The Stud
- First image
- Author: Jackie Collins
- Language: English
- Genre: Fiction
- Published: 1969
- Publisher: W. H. Allen & Co.
- Publication place: United Kingdom

= The Stud (novel) =

1969 novel by Jackie Collins

The Stud is the second novel by British novelist Jackie Collins, published in 1969 by W. H. Allen & Co. with jacket photography by Lewis Morley. The names of the central characters in the first edition were changed in later editions following the release of the film adaptation. For example, the titular "stud" Tony Burg was renamed Tony Blake, and the character Fontaine Khaled was originally named Fontaine Damon.
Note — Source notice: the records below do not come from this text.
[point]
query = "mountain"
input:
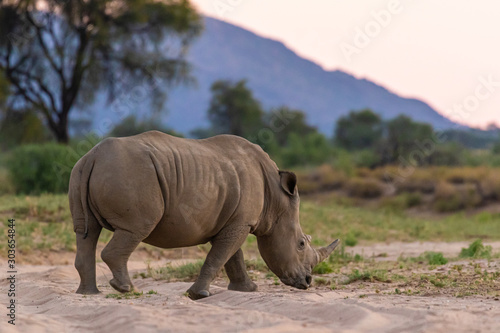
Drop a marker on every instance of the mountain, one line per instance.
(277, 76)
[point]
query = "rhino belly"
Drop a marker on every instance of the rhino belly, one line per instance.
(174, 233)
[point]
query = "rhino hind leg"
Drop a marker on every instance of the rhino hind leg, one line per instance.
(224, 246)
(85, 258)
(237, 273)
(116, 255)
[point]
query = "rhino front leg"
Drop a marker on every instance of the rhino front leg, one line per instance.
(237, 273)
(116, 255)
(224, 246)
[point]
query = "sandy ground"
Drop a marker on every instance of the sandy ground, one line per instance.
(47, 303)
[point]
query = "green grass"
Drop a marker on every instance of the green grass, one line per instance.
(129, 295)
(378, 275)
(187, 272)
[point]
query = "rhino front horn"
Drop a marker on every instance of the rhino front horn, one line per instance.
(324, 252)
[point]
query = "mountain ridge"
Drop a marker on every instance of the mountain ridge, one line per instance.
(278, 76)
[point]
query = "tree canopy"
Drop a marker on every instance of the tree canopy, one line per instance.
(58, 54)
(359, 130)
(233, 109)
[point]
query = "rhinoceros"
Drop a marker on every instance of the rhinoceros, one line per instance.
(173, 192)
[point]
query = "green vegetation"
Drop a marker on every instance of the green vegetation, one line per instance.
(41, 168)
(476, 250)
(435, 258)
(129, 295)
(186, 272)
(368, 275)
(36, 71)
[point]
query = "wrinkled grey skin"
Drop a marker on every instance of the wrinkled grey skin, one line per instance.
(171, 192)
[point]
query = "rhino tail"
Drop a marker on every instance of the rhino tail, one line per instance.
(84, 191)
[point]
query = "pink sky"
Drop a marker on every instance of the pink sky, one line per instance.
(441, 52)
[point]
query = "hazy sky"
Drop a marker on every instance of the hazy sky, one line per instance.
(445, 52)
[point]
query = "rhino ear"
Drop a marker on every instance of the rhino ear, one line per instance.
(288, 182)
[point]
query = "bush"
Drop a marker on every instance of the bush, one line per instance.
(435, 258)
(451, 198)
(6, 186)
(364, 188)
(40, 168)
(402, 201)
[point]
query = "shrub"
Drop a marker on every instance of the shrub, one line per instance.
(41, 168)
(435, 258)
(6, 186)
(323, 178)
(350, 239)
(421, 180)
(322, 268)
(364, 188)
(452, 198)
(402, 201)
(476, 249)
(489, 187)
(466, 175)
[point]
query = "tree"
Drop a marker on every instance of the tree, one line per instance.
(403, 136)
(21, 127)
(359, 130)
(58, 54)
(233, 109)
(283, 121)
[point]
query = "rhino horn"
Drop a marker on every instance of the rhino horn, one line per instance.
(324, 252)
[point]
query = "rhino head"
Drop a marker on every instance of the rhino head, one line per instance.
(286, 250)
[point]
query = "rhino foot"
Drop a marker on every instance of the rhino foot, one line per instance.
(242, 286)
(194, 295)
(123, 288)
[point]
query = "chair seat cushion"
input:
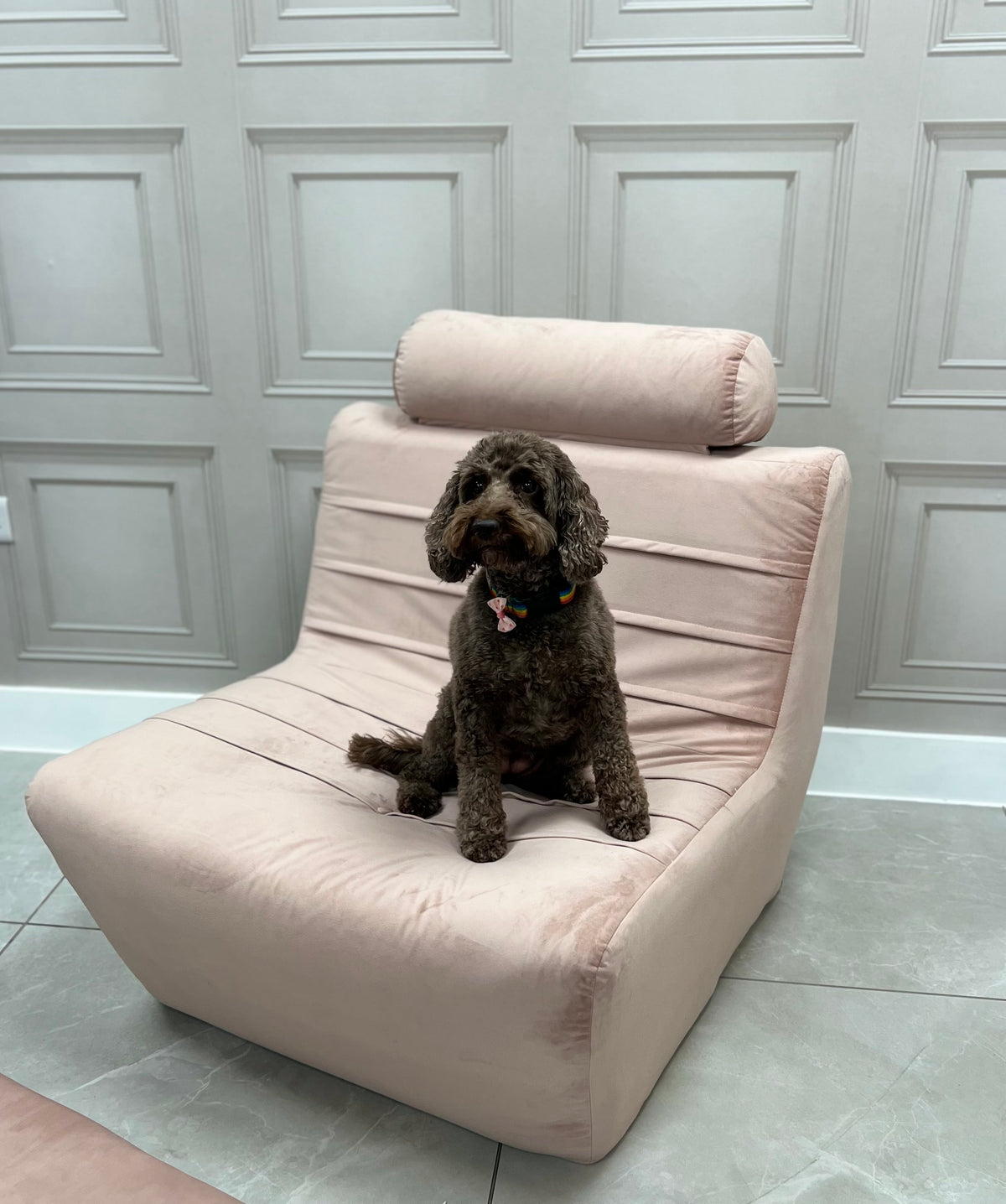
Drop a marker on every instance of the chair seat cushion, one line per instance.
(248, 874)
(49, 1155)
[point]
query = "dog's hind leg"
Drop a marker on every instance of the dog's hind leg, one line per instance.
(620, 787)
(563, 776)
(433, 771)
(481, 822)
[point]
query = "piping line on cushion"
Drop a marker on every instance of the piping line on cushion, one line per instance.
(381, 719)
(624, 542)
(690, 701)
(712, 555)
(544, 836)
(655, 623)
(386, 574)
(307, 731)
(329, 698)
(376, 506)
(693, 702)
(699, 631)
(283, 765)
(377, 637)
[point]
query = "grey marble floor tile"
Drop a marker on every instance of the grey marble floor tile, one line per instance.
(268, 1129)
(71, 1011)
(804, 1093)
(64, 907)
(77, 1027)
(904, 896)
(27, 869)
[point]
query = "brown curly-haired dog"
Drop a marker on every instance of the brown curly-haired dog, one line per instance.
(533, 693)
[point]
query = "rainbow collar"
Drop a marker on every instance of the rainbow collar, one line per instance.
(538, 604)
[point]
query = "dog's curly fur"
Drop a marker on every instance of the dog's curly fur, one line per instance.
(539, 703)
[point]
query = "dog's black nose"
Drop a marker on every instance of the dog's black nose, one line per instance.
(485, 529)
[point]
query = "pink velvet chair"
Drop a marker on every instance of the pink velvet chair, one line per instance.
(51, 1155)
(249, 875)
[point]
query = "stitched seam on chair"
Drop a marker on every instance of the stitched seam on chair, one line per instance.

The novel was edited in later editions to make it appear more contemporary. Collins also re-wrote the book, re-issuing it as an e-book, along with its follow-up, The Bitch.

==Plot synopsis==
Fontaine Khaled is the wife of a wealthy Arab businessman, Benjamin Khaled. She spends his money on her nightclub Hobo, partying, shopping, and lovers. She hires a manager, Tony Blake, to run her club, but it is understood that his job security is dependent on him satisfying her sexual demands. Tony loses interest in Fontaine and turns his attention to her young step-daughter Alexandra, who uses him to make another man she is interested in jealous. Tony, oblivious to this fact, pursues Alexandra while double-crossing Fontaine by making a deal with businessman Ian Thaine to buy his own club by saying that Fontaine is in on the deal. Meanwhile, Benjamin's attentions stray to model Dolores after he finds out about Fontaine's various affairs. When Fontaine is faced with Benjamin divorcing her and Tony double-crossing and leaving her to set up his own club she puts the wheels in motion to turn the tables.

==Public reaction==
British romance novelist Barbara Cartland condemned the book as "Filthy, disgusting and unnecessary", though it soon made the bestseller lists like Collins' previous novel.

==Cover==
Hundreds of women were auditioned by Morley and Collins for the cover photo in which the stud of the title is viewed at the center of a prism of shapely women's legs. Over a decade later book jackets of many of Collin's titles, including The Stud, featured art by the English commercial artist, Adrian Chesterman.

==Film version==

Plans for a film version of The Stud were made early in the 1970s, when it was planned for Tony Curtis to star. However, the project fell through and was not given the go-ahead until 1977. Collins' sister, actress Joan Collins, had fallen on hard times and was finding it harder and harder to secure roles in her floundering career. She persuaded sister Jackie to sell her the film rights to the book and found herself an investor - a casual acquaintance she had met at the Cannes Film Festival. Forty-five-year-old Joan Collins herself starred as Fontaine Khaled, while Swiss-born actor Oliver Tobias and English actress Emma Jacobs were cast in the roles of Tony Blake and Alexandra Khaled. The film was a big hit and revived the career of Joan Collins. The success of the film led Jackie Collins to write a sequel, The Bitch, which was published the following year in 1979 and was also made into a film, again starring sister Joan. Both films were successful, and led to Aaron Spelling casting Collins as Alexis Carrington for the primetime soap opera Dynasty.